There are three major “white-collar” exemptions to the federal overtime rules that are, to some employers, a bit confusing to say the least.  One of them — the “executive” exemption — is mistakenly understood to just include, well, senior executives of a company.

A new case out by the Second Circuit (Ramos v. Baldor Specialty Foods — download here) last week shows that the executive exemption may be a bit broader than is conventionally understood. 

The case turns on whether the employee is managing a “department or subdivision”.  A subdivision must have “permanent status and continuing function, as opposed to a mere collection of employees assigned from time to time to a specific job or series of jobs.” 

In this instance, the court was asked to consider whether 20 or so “warehouse captains” each of whom performs the same job duties as other captains where exectuives.   Their duties include:

overseeing the work of a “team” of three to six “pickers,” the employees who retrieve food products from the warehouse shelves and load them onto trucks to be delivered to Baldor’s customers. Each captain is “in charge of” his team. He is responsible for making sure that his pickers arrive at work on time for each shift, retrieve the correct products from the warehouse shelves, and load the products onto the correct trucks. He is also responsible for improving his team’s performance and efficiency over time.

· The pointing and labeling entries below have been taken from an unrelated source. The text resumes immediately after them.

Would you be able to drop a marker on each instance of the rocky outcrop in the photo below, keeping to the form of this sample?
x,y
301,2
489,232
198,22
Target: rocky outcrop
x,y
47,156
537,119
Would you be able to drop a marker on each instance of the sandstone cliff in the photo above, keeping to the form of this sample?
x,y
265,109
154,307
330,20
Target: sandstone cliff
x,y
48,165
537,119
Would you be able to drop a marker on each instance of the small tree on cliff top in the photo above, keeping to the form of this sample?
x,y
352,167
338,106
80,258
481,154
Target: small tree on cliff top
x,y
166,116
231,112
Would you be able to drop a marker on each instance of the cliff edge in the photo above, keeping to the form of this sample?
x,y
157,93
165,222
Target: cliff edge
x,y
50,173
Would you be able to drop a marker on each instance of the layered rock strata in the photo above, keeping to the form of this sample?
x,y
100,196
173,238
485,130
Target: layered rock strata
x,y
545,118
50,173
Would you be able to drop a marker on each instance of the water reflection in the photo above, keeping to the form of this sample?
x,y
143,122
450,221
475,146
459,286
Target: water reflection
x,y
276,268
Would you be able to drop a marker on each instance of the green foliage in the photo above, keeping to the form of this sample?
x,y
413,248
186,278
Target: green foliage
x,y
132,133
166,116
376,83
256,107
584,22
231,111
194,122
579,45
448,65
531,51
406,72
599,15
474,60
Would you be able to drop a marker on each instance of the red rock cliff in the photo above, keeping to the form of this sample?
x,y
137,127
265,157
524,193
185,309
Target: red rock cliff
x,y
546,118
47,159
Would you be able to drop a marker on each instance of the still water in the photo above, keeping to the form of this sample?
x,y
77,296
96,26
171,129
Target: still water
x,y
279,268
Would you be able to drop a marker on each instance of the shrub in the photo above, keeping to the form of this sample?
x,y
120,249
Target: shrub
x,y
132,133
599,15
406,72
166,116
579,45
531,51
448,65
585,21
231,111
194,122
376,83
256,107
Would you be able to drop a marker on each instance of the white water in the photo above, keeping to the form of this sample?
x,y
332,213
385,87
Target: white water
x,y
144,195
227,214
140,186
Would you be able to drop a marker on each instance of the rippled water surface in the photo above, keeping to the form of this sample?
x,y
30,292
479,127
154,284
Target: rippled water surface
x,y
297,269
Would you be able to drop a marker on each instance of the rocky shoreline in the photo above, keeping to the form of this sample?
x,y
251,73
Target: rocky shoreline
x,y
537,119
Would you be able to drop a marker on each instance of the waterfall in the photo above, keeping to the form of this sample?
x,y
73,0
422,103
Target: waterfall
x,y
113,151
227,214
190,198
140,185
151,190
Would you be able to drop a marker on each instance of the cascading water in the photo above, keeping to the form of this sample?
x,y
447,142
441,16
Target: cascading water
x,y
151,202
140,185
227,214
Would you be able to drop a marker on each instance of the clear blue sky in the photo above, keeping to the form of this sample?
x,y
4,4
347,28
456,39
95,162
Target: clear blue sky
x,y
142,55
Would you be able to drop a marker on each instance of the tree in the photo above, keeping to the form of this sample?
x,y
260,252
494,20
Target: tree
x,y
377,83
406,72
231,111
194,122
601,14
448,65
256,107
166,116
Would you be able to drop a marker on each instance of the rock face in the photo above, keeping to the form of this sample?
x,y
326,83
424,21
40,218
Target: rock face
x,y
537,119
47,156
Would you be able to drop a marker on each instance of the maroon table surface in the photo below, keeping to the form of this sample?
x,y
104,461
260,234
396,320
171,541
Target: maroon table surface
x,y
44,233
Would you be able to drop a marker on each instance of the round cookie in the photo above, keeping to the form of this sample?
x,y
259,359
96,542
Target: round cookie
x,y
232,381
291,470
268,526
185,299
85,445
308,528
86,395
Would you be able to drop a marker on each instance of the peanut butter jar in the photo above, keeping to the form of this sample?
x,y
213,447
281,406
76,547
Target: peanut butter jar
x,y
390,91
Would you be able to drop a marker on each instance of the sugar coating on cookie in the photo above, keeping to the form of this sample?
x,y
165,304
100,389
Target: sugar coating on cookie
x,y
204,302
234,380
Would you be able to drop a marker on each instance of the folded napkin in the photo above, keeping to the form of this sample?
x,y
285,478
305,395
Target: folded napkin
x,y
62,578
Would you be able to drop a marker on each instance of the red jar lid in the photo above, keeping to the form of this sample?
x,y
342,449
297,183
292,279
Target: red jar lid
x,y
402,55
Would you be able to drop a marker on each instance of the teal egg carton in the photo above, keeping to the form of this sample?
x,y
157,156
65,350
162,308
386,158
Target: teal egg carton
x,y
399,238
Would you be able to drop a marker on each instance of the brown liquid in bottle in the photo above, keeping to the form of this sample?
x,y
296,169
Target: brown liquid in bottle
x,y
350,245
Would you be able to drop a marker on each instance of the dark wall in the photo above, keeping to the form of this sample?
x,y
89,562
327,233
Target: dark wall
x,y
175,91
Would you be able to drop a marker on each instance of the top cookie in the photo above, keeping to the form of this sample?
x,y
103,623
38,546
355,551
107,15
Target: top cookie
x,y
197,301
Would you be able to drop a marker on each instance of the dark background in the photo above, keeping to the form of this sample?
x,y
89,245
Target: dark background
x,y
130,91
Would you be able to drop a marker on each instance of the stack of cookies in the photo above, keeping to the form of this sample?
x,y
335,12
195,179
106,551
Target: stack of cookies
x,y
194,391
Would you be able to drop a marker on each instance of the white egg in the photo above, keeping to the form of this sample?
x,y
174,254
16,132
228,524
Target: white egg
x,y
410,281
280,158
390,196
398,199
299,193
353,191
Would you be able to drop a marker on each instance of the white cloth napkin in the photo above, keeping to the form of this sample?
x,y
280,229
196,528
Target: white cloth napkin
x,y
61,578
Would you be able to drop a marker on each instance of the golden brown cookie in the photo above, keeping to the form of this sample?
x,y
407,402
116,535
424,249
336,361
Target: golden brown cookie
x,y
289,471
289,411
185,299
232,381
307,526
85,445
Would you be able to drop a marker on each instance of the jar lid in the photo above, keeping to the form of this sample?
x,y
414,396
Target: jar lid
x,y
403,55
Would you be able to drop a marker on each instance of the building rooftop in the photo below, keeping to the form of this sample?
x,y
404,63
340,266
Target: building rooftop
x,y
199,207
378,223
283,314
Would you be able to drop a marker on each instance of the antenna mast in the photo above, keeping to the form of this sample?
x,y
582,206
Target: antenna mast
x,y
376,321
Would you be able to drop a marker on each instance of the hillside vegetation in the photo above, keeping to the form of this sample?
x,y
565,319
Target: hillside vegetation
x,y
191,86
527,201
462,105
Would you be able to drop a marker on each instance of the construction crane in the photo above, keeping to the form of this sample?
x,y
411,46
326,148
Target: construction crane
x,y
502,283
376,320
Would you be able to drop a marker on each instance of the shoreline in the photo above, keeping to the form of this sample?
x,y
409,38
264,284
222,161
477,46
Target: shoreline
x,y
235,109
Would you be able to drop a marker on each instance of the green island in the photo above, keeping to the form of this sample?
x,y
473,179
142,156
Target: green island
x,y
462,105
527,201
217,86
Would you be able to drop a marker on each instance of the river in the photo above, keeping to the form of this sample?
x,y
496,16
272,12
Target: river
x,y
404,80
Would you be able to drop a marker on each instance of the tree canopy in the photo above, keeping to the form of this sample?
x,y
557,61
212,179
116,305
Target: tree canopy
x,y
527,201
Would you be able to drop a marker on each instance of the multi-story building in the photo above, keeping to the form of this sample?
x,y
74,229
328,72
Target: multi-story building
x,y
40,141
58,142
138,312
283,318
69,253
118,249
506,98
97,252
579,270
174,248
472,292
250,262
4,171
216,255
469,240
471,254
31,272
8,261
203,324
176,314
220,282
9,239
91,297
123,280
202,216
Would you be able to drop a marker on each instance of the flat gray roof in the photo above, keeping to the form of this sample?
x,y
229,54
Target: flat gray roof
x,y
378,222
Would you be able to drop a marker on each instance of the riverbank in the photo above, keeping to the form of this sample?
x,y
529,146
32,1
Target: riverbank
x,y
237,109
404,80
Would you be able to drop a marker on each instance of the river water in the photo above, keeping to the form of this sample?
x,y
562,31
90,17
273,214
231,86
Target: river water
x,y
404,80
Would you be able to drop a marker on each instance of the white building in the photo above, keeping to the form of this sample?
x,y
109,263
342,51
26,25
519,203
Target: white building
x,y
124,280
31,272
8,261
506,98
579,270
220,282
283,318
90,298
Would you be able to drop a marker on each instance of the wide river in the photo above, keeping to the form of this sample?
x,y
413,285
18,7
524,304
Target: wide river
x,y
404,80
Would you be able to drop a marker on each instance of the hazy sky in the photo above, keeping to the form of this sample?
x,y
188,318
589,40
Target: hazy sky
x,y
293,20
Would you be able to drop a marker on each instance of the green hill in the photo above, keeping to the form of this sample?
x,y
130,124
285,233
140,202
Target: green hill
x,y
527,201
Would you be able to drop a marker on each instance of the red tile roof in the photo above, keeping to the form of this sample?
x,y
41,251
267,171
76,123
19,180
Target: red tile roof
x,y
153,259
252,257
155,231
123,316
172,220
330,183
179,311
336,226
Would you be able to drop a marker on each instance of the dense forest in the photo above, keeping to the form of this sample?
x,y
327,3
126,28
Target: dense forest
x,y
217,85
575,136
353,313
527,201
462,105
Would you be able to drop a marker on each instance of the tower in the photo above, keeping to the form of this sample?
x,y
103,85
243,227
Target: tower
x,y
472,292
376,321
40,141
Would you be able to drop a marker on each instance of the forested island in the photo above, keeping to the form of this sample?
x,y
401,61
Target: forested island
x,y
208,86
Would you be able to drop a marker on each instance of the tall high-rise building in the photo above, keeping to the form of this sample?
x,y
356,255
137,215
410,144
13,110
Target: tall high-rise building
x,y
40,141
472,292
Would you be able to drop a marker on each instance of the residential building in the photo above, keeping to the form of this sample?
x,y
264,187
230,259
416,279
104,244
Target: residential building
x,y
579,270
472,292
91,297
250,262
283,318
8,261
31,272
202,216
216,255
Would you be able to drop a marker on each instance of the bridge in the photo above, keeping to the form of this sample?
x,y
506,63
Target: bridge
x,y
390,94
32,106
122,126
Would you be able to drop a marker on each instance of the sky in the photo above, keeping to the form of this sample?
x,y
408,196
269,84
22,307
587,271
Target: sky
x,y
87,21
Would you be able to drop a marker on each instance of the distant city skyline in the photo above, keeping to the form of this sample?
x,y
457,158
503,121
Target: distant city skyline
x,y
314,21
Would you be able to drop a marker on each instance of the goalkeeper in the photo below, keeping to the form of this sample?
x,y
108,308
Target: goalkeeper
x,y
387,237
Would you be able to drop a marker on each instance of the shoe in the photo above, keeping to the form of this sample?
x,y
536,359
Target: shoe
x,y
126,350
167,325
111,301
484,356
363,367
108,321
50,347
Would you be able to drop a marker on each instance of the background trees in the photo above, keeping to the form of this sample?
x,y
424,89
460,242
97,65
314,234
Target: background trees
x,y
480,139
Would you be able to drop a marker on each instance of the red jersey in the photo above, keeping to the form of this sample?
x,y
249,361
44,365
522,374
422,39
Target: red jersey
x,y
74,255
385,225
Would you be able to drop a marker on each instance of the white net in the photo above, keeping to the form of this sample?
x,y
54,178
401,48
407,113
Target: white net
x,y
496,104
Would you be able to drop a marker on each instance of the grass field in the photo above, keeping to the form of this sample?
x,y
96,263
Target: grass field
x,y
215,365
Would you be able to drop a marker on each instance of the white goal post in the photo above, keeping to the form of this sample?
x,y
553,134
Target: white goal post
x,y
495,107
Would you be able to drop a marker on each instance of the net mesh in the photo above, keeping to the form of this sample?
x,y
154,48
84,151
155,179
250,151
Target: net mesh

Each captain has the power to assign slow pickers “easier work” so that they do not fall behind or hurt the team’s performance, and the captain can “give certain orders to certain pickers if [he] trust[s]” a particular picker “to get the right product.” It is the captain’s job to ensure pickers “have done their job right.” Supervising his team is the “main part” of a captain’s job.

The plaintiffs in this case disputed that each captain manages “a customarily recognized department or subdivision” of the company. They insisted that the teams of pickers do not constitute customarily recognized departments or subdivisions as defined in the regulations, because each team performs the same tasks as other teams at the same time and in the same warehouse, and that the executive exemption therefore does not apply to captains.

That argument was rejected by the court.  As noted by the Wage & Hour Litigation Blog:

The Second Circuit disagreed, stressing that there was no requirement that a department or subdivision operate in different locations, shifts, or have varied functions. While those characteristics may help define a department, they are not mandatory. The Court also held that “the job of supervising a team of employees becomes no less managerial merely because the team operates alongside other teams performing the same work in the same building.” Accordingly, the Court held that the teams of pickers were valid subdivisions under the FLSA, and thus the warehouse captains who supervised them were properly exempted as executives.

For employers, the case is an important reminder that you ought to be reviewing the way that you classify your employees.  If they are not being paid overtime, ensure that the employees fall within one of the commonly-recognized exemptions. The above example should help you think outside the lines too.

Those individuals who you may not thought of as “executives”, may just fall within that exemption after all.